Siddharameshwar

 

           

 

Desirelessness

(spoken by a devotee)

 

Siddharameshwar was born in 1888 in the village Pathri, Solapur, India.  In 1906 he was initiated by his guru 'Shri Bhausaheb Maharaj' in Karnataka, India, who taught  meditation as the way to reach Final Reality. He was one of the contemporaries of Sri Ramana Maharshi.

In 1920 Siddharameshwar started to set out on a fast way to attain realization, six years after Bhauhaseb maharaj had died. His fellow-students opposed, but eventually he succeeded by himself.

Siddharameshwar died on November 9, 1936, at the age of 48, passing his understanding to his disciples.

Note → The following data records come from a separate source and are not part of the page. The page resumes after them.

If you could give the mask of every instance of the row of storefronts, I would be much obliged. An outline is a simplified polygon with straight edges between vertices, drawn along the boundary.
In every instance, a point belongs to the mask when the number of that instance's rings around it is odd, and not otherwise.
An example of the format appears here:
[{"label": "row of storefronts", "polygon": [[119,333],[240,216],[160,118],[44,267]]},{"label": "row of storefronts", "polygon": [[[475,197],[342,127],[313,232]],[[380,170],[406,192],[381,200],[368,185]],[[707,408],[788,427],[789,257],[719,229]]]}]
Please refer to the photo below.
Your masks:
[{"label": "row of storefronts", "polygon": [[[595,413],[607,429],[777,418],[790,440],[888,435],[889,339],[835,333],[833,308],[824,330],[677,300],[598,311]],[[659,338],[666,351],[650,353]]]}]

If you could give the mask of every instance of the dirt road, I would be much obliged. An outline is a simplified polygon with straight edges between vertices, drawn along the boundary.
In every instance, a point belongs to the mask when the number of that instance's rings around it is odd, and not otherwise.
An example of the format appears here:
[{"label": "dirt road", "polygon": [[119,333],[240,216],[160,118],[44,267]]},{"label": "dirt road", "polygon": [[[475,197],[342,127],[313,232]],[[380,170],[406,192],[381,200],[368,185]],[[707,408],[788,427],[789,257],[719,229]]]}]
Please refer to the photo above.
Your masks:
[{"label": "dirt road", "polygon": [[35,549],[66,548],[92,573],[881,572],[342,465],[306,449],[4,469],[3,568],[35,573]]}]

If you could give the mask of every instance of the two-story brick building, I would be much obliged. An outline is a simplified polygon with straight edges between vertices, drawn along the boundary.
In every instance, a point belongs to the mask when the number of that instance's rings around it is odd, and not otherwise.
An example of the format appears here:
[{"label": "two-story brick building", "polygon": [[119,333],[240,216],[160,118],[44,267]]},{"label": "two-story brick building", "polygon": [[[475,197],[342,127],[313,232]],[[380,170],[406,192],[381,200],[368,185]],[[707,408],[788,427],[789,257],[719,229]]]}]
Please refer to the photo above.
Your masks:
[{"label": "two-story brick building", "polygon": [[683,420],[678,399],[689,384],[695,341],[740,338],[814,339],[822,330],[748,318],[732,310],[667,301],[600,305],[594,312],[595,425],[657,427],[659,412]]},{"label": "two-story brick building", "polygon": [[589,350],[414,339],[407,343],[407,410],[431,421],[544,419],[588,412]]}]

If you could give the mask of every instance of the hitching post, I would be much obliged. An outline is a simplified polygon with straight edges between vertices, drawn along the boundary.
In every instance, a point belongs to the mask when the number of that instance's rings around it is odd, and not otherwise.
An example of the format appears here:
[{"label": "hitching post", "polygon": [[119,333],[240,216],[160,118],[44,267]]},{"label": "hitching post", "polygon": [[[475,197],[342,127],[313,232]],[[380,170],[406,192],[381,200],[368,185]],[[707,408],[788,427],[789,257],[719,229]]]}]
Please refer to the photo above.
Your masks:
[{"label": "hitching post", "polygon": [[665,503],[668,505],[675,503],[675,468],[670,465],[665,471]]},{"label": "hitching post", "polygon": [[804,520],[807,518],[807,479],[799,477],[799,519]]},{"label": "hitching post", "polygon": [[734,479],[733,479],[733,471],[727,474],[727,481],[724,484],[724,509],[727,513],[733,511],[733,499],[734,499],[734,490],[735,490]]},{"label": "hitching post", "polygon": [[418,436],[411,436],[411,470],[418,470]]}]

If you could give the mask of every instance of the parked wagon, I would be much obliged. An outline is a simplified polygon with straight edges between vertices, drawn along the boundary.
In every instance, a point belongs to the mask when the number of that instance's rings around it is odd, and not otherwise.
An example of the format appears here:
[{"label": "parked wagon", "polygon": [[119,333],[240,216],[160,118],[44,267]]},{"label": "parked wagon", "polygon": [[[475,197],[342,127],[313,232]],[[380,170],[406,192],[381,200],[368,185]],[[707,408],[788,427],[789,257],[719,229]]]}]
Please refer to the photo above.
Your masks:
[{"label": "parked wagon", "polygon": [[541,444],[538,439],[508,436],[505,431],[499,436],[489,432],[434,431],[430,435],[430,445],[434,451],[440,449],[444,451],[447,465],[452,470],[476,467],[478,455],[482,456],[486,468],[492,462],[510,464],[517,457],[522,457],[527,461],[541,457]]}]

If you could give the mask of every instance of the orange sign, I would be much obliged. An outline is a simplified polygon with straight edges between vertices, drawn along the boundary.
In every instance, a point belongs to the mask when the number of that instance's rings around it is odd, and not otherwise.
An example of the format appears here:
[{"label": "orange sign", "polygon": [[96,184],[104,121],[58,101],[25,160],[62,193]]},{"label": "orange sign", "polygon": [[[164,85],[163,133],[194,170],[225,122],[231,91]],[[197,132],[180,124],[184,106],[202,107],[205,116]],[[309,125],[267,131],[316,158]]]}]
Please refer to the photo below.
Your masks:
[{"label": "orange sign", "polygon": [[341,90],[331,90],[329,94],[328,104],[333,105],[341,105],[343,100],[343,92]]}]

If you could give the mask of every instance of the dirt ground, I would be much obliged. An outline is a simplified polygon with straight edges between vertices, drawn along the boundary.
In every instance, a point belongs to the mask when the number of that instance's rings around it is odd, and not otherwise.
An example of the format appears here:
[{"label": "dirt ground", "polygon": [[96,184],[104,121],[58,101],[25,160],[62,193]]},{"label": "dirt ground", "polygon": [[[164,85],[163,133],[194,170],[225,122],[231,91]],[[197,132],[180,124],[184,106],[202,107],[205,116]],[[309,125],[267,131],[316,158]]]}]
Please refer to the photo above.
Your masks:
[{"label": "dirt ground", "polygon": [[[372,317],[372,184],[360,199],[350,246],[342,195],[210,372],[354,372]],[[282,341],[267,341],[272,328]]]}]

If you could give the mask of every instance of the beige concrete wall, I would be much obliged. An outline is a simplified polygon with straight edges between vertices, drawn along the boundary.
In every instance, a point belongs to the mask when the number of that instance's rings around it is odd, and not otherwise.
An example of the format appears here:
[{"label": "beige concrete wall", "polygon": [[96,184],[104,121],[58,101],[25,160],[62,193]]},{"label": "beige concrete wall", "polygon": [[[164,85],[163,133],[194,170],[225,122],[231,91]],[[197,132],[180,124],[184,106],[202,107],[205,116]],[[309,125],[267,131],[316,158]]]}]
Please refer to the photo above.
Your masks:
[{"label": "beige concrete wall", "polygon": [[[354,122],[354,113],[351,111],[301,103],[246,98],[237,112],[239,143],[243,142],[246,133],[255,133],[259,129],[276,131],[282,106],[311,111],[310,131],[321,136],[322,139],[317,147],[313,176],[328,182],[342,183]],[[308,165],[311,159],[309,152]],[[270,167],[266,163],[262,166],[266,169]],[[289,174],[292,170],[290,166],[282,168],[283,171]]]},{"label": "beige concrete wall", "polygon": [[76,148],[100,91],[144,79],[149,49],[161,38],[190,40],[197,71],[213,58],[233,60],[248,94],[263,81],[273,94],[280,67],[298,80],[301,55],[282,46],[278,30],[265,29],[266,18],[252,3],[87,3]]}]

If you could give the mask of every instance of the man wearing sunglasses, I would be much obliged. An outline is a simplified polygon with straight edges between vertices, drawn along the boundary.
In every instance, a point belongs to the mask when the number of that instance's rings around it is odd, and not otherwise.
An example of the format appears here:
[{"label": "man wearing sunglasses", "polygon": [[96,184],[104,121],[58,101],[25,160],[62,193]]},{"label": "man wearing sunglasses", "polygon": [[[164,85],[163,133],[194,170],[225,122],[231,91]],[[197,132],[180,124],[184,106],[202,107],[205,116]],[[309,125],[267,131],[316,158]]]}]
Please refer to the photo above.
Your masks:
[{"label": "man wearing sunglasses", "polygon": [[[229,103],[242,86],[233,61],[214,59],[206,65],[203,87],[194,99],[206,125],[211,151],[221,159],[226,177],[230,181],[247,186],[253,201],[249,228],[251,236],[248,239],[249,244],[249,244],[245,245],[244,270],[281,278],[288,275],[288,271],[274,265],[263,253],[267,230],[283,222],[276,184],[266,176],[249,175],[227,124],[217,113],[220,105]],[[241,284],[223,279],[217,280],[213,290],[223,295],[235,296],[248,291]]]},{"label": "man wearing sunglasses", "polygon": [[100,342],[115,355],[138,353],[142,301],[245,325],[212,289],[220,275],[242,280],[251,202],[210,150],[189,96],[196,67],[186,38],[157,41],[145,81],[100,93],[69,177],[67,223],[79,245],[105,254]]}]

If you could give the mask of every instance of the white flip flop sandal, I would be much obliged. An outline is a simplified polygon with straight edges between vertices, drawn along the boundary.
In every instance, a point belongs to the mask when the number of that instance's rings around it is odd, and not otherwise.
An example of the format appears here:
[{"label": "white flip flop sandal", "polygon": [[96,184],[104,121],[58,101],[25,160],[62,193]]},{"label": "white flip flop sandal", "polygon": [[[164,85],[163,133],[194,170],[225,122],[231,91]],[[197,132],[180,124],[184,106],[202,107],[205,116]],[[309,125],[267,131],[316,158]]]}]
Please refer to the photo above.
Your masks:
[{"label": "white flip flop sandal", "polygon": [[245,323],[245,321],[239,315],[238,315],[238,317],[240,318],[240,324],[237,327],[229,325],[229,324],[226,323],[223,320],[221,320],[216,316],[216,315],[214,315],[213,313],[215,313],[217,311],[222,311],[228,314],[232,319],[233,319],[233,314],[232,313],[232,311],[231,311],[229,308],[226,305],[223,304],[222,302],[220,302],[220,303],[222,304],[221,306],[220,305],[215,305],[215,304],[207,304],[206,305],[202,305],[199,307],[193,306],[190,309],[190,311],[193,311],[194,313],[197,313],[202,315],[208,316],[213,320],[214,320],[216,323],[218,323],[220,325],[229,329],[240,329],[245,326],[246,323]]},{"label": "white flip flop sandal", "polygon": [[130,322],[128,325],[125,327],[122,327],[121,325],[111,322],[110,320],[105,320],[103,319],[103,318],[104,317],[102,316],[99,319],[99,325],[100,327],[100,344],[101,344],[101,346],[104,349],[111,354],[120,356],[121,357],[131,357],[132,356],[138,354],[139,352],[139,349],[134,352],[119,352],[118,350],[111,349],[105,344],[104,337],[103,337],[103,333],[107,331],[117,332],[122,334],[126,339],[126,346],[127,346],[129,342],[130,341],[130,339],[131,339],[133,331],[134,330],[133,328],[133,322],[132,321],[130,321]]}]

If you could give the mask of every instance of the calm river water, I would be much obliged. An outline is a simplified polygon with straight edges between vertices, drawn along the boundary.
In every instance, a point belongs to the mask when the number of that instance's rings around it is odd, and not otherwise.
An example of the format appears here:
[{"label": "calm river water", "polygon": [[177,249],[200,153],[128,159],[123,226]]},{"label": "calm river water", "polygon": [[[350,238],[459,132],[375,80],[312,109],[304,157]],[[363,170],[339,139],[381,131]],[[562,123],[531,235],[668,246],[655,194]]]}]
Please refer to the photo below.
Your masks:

Atma Vidya (Self-Knowledge") was the central theme in Siddharameshwar Maharaj's teachings. In 'Master Key to Self-Realization' he describes how the teaching of Vedanta is transmitted to a student. It starts with the guru. Thereafter a mantra is  used to make the mind receptive. Then the teaching has to be realized experientially by the student.

The student has to turn away his mind from external objects and the gross body, and turn within. By realizing that objects have only a temporary appearance, it becomes possible to develop detachment and to clear one's mental landscape. This is a necessary step to develop Self-Knowledge, the renunciation of the impermanent, and the knowing of the permanent.

The teachings of Siddharameshwar have been called Vihangam Marg, "the bird's way", the direct path to Self-discovery.

 

Siddharameshwar's most famous student was Sri Nisargadatta who said the following of his master,

My Guru told me: "Go back to that state of pure being, where the ‘I am’ is still in its purity before it got contaminated with ‘I am this’ or ‘I am that.’ Your burden is of false self-identifications, abandon them all."

My guru told me, "Trust me, I tell you: you are Divine. Take it as the absolute truth. Your joy is divine, your suffering is divine too. All comes from God. Remember it always. You are God, your will alone is done." I did believe him and soon realized how wonderfully true and accurate were his words. I did not condition my mind by thinking, "I am God, I am wonderful, I am beyond." I simply followed his instruction, which was to focus the mind on pure being, "I am," and stay in it. I used to sit for hours together, with nothing but the "I am" in my mind and soon the peace and joy and deep all-embracing love became my normal state.

In it all disappeared—myself, my guru, the life I lived, the world around me. Only peace remained, and unfathomable silence (from 'I Am That' by Nisargadatta Maharaj).